Is it really so hard to let go of your metaphorical black and white TV? Or maybe you just need to relax. Your precious meme of gods and goblins is not soon going away-the matrix of the establishment clause and the boys in black robes will suitably protect you from those invasive freethinking types. Religion, like body odor, has a way of forever prevailing upon the masses.

Still, I must ask. Don't you sometimes, maybe in the quiet of the night, ask yourself why it is that you feel the need for crosses and scripture to litter the landscape like so much graffiti? Do you really think that your god accords you any atemporal measure for pious slogans being etched on concrete walls?

Hell, he didnt even get upset when his kid chose a nondescript cross to wither upon...



Religion sets up basic rules of behaviour in which a society may invest its attention. With a uniform approach to morality, unity is reached and upheld by society. Canada and America have issues with multiculturalism as an ideology and have no unifying sense of morality. This is worse in Canada than in the States, but I believe Canada is a far more successfully integrated society and can serve as a microcosm illustrating what will come next in the USA. there is no harm in the West Indies where mutiple cultures and fiaths exist under a Christian banner. there are no religious or cultural probelms where the host culture asserts itself and immigrants conform.
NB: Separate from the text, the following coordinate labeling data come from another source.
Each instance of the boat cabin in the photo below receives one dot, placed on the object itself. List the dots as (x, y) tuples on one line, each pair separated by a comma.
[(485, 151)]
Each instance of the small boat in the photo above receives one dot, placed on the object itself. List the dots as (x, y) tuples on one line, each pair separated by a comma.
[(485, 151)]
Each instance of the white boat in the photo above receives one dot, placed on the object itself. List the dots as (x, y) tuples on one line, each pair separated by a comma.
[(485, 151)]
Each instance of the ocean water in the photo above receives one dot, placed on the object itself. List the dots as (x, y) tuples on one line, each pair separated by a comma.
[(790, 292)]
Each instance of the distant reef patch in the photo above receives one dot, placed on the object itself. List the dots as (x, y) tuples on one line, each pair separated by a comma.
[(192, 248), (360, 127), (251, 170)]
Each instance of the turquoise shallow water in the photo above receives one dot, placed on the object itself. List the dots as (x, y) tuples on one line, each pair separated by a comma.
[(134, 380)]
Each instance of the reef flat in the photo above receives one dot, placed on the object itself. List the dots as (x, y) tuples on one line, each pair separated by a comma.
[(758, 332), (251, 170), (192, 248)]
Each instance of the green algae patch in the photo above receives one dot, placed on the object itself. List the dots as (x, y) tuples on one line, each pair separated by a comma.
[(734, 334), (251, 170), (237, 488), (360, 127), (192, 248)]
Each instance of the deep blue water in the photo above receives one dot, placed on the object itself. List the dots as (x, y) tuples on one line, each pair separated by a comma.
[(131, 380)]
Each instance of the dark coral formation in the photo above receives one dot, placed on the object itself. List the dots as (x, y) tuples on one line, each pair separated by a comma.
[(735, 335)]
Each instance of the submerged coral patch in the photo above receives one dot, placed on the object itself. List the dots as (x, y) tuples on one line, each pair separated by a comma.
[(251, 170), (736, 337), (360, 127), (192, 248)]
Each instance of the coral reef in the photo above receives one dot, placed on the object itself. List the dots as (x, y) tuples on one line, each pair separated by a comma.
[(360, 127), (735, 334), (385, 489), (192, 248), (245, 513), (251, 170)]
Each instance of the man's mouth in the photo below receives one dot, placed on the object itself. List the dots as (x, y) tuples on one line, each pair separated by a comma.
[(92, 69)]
Mosques and Synogogues are built by those who worship without government help (no churches are given government help either). The prevailing Christian influenced sense of morality does not impede any others equal chance or opportunity. Islands like Trinidad and Barbados, St Vincent and St Lucia are self described Christian nations yet the government does not endorse one church over another like Europe does. There is no Church of St Vincent like there is a Church of England or a Church of Germany. any nation can be self styled and celebrate is faithful heritage without ofsetting its religious minorities.